# Copies of book in Binder Allowed?



## addi (Aug 8, 2011)

On the NCEES Agreement Sheet, it states the following:

For Principles and Practice of Engineering (PE), Structural Engineering (SE) and Princi-ples and Practice of Surveying (PS) exams: These are open-book exams. Examinees must bring their own reference materials. All reference materials must be bound and remain bound during the exam. Bound refers to (1) materials permanently bound, as by stitching or glue, and (2) materials securely fastened in their covers by fasteners that penetrate all papers. Ring binders, spiral binders, plastic snap bind-ers, brads, and screw posts are acceptable fasteners. Staples are not acceptable fasteners. Writing tablets and legal pads are not allowed. Examinees may tab reference books before the exam with Post-it type notes and flags, but pads of Post-it notes and flags are not permitted in the exam room.

I just want to make sure. If I copy a book, 3 hole punch it and stick it in a binder, will they allow me to use it during the exam? Anyone who's taken the exam before, did you taken copied materials into the exam?

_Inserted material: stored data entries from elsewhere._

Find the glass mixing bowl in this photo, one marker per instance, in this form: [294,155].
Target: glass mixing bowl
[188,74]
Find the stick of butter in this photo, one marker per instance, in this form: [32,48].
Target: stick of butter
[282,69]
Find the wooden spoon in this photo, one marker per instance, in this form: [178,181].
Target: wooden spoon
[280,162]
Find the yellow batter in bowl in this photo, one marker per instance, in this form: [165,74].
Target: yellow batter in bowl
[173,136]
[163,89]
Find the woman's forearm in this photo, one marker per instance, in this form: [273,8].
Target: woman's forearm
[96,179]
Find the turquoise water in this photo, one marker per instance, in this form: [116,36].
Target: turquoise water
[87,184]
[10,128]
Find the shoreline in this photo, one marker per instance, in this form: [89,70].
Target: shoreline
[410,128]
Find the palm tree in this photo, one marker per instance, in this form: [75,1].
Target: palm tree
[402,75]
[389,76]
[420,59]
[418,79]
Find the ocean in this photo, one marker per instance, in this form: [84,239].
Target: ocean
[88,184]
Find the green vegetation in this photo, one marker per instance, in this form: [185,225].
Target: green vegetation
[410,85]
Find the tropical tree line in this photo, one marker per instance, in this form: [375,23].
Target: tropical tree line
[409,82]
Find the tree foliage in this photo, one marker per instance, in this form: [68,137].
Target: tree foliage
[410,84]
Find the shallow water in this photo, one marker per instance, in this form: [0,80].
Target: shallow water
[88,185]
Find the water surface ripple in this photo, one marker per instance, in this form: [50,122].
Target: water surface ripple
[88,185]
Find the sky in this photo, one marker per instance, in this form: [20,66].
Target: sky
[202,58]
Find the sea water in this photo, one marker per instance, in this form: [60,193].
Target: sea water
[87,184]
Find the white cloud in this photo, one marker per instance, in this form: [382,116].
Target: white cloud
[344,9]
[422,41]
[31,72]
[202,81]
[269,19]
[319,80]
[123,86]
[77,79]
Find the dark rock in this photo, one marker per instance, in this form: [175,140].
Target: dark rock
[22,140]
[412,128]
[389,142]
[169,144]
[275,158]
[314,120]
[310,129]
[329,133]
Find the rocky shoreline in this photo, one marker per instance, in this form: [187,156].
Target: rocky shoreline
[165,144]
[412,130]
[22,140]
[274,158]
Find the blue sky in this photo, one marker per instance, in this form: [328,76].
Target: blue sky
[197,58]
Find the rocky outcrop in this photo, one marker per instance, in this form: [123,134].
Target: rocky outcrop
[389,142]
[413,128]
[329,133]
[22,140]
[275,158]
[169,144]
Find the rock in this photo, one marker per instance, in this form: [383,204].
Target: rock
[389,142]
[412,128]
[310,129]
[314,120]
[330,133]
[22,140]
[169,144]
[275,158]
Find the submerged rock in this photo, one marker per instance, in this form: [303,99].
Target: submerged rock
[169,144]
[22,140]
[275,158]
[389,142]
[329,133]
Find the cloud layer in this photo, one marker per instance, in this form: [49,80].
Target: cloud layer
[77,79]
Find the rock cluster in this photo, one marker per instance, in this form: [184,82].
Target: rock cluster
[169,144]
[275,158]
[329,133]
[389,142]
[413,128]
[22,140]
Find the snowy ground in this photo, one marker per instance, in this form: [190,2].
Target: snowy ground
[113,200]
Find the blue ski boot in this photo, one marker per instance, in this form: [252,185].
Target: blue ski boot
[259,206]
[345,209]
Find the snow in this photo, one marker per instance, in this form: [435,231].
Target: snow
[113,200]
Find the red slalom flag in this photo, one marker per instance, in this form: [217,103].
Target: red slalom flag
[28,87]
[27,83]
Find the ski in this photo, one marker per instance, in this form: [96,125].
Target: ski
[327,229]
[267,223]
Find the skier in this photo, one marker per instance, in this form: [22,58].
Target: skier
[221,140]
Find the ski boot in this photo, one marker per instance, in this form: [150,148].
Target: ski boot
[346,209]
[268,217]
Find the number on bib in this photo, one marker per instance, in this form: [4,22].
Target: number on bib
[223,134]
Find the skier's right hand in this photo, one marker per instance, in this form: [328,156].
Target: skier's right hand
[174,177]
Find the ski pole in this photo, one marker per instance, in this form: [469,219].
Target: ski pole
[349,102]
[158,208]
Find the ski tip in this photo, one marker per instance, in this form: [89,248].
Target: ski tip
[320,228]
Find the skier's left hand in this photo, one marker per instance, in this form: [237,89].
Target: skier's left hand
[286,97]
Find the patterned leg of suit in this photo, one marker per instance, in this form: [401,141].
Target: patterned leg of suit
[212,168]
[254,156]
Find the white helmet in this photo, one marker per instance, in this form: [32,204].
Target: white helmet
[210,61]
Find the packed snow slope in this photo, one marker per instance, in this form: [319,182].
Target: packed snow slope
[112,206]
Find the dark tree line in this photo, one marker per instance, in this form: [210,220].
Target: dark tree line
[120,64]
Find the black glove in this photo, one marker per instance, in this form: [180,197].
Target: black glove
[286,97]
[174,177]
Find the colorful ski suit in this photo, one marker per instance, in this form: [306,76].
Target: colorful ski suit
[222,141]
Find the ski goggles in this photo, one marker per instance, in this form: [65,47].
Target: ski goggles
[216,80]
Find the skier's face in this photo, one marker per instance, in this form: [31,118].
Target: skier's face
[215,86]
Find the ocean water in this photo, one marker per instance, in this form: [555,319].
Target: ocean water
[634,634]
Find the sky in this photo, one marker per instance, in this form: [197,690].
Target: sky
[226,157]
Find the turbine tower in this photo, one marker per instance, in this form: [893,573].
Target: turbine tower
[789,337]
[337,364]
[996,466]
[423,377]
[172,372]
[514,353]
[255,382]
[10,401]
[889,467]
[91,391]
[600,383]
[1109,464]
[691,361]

If this has been asked before, I apologize for asking again. I was not able to find a thread on this topic. Thanks


----------



## EAZY (Aug 9, 2011)

addi said:


> On the NCEES Agreement Sheet, it states the following:
> For Principles and Practice of Engineering (PE), Structural Engineering (SE) and Princi-ples and Practice of Surveying (PS) exams: These are open-book exams. Examinees must bring their own reference materials. All reference materials must be bound and remain bound during the exam. Bound refers to (1) materials permanently bound, as by stitching or glue, and (2) materials securely fastened in their covers by fasteners that penetrate all papers. Ring binders, spiral binders, plastic snap bind-ers, brads, and screw posts are acceptable fasteners. Staples are not acceptable fasteners. Writing tablets and legal pads are not allowed. Examinees may tab reference books before the exam with Post-it type notes and flags, but pads of Post-it notes and flags are not permitted in the exam room.
> 
> I just want to make sure. If I copy a book, 3 hole punch it and stick it in a binder, will they allow me to use it during the exam? Anyone who's taken the exam before, did you taken copied materials into the exam?
> ...


From reading other threads I think it may depend on the state you take the exam in. I took it in WA and had my CERM practice problems in a 3-ring binder because the original book was falling apart on me.


----------



## Peele1 (Aug 9, 2011)

It appears that only in Illinois would this not be allowed.


----------



## Jacob_PE (Aug 9, 2011)

addi said:


> On the NCEES Agreement Sheet, it states the following:
> For Principles and Practice of Engineering (PE), Structural Engineering (SE) and Princi-ples and Practice of Surveying (PS) exams: These are open-book exams. Examinees must bring their own reference materials. All reference materials must be bound and remain bound during the exam. Bound refers to (1) materials permanently bound, as by stitching or glue, and (2) materials securely fastened in their covers by fasteners that penetrate all papers. Ring binders, spiral binders, plastic snap bind-ers, brads, and screw posts are acceptable fasteners. Staples are not acceptable fasteners. Writing tablets and legal pads are not allowed. Examinees may tab reference books before the exam with Post-it type notes and flags, but pads of Post-it notes and flags are not permitted in the exam room.
> 
> I just want to make sure. If I copy a book, 3 hole punch it and stick it in a binder, will they allow me to use it during the exam? Anyone who's taken the exam before, did you taken copied materials into the exam?
> ...


I've been thinking of asking this, thanks for beating me to it.


----------



## ptatohed (Aug 9, 2011)

In CA I have brought in 3-ring bound photocopied material once for the Survey (passed 1st time), twice for the 8-hour (passed 2nd time) and coming this Oct will be three times for the Seismic (I will pass this time!). Not once has a proctor said anything to me.


----------



## addi (Aug 9, 2011)

Going to take it in NY


----------



## Guest (Aug 9, 2011)

I did this for most of my materials that I brought into the exam - created my own 3-ring binders by subject matter. I was never questioned (Florida).

JR


----------